We spent Tuesday exploring the town which is a shopping extravaganza… many good from the ethnic groups of the area. I bought many, many souvenirs to bring home next year at holiday time. It is expected that you will bargain and it was great fun. The town is lively from early in the morning until late at night with shops and night market tables set up all over the village. There are many restaurants that offered western meals… we delighted to go out for eggs, bacon, hash browns, toast and coffee each morning and even succumbed to pizza and salad one night.

Wednesday, we rented bikes and spent six hours biking along highways, dirt roads and through fields. The entire time we rode, we were surrounded by phenomenal vistas of the karsts. We stopped in a bustling town along the Li River for a leisurely and hearty lunchtime meal. Menghua’s child seat was a bamboo chair lashed onto the back of a bike. The seat was not lashed quite squarely so you had to compensate in steering and pedaling for the slight left lean of the bike. Welcome to China!

Thursday morning, we took a boat trip down the Li Jiang to the old village of Fuli. The boat driver left us off on a garbage littered, rocky beach and pointed up over a hill, indicating that Fuli was that way. We managed to understand that we would be picked up at this same spot on the river at 2:30p.m. and set off up the little rise. At the top, we saw a large, beautiful rolling field with Fuli across the river and on a hillside beyond. It was not immediately clear how we would cross that part of the river, but we gamely set off across this field inhabited by many a water buffalo, some tethered and some not! Over another rise, we came to a small cement bridge that took us into the picturesque and old village of Fuli. We spent the rest of the day exploring the old Fuli and the newer parts of Fuli with a pleasant teenager who befriended us (and wanted to practice his English).

Here I must quote the guidebook because its entry is a set up to the Fuli adventure.

The villages in the vicinity of Yangshao are best visited on market days, which operate roughly on a three day monthly cycle. Thus markets take place every three days starting on the first of the month for Baisha ( 1,4,7,etc), every three days starting on the second of the month for Fuli ( 3, 5, 8 , etc) and every three days on the third of the month for Yangshuo and Xingping ( 3,6,9, etc). However, after every third market, the next one is in four days, not three, but this doesn’t happen in all towns. Confusing? Definitely. Oh, there are no markets on the 10th, 20th, 30th and 31st of the month.

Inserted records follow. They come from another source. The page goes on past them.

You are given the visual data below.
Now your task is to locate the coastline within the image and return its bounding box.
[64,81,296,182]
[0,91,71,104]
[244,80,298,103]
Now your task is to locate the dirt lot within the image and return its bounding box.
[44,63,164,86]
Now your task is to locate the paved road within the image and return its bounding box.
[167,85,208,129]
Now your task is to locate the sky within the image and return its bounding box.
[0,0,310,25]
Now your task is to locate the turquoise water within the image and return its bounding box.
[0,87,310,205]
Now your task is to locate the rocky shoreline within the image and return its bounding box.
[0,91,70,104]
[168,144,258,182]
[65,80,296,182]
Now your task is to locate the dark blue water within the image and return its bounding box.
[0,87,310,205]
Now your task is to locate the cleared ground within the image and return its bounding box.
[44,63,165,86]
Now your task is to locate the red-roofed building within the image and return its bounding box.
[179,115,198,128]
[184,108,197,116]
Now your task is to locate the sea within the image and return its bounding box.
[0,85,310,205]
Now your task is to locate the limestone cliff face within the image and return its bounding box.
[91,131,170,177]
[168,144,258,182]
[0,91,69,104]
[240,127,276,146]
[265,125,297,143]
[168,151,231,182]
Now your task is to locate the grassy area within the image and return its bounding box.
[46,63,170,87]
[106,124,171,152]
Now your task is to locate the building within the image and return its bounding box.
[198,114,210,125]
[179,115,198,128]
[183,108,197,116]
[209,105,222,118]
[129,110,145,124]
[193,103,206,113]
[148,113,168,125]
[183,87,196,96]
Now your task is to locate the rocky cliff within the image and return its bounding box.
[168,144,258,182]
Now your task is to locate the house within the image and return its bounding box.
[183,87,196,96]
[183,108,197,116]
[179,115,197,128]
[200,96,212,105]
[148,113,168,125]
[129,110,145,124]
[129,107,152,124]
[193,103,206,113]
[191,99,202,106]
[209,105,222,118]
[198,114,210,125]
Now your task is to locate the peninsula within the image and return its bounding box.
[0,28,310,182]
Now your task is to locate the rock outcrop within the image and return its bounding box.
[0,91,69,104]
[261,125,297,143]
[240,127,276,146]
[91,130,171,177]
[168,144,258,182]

Whew! Did you get all that. Well we didn’t either, but WONDER of WONDERS, the young teenager who had befriended us told us that he had been on his way to the market when he found us! We were off and after a 45 minutes walk, we were there. What a bustling, happening place. There we met the teenager’s brother, who joined our parade and we toured the market. It was quite like the market we had been to in Zhangue in October and our own cherished market that happens every Saturday in JinShiTan near our school. These markets are a visual and olfactory slice of life!

As promised a boat picked us up on the garbage strewn, rocky beach and we chugged back up stream to Yangshao… happy that serendipity had mingled with convoluted schedules and we had found our way to a local village market and happy that we had seen the huge fans that Fuli is known for and happy that we had had a delightful visit with local teenagers.

Thursday night, we went to a light show at an amphitheater on the river. It was an amazing and magnificent event that included costumes that lit up, illuminated karsts, hundreds and hundreds of local people paddling bamboo rafts, dancing and singing. It was a magical evening and we were happy we had suffered the traffic jams and the incredible crowds to get there and back to the hotel again.

The three days in Yangshao were hardly enough to scratch the surface of the adventures one could have on the LiJiang and amongst the karsts, so I know I will return to the area for more exploring.

Friday morning (February 23rd), after yet another hearty American breakfast, we made the 65 kilometer trek by mini van back to the airport and flew out of Guilin to Beijing. The long anticipated Spring Festival trip was coming to a close, but it wasn’t over yet!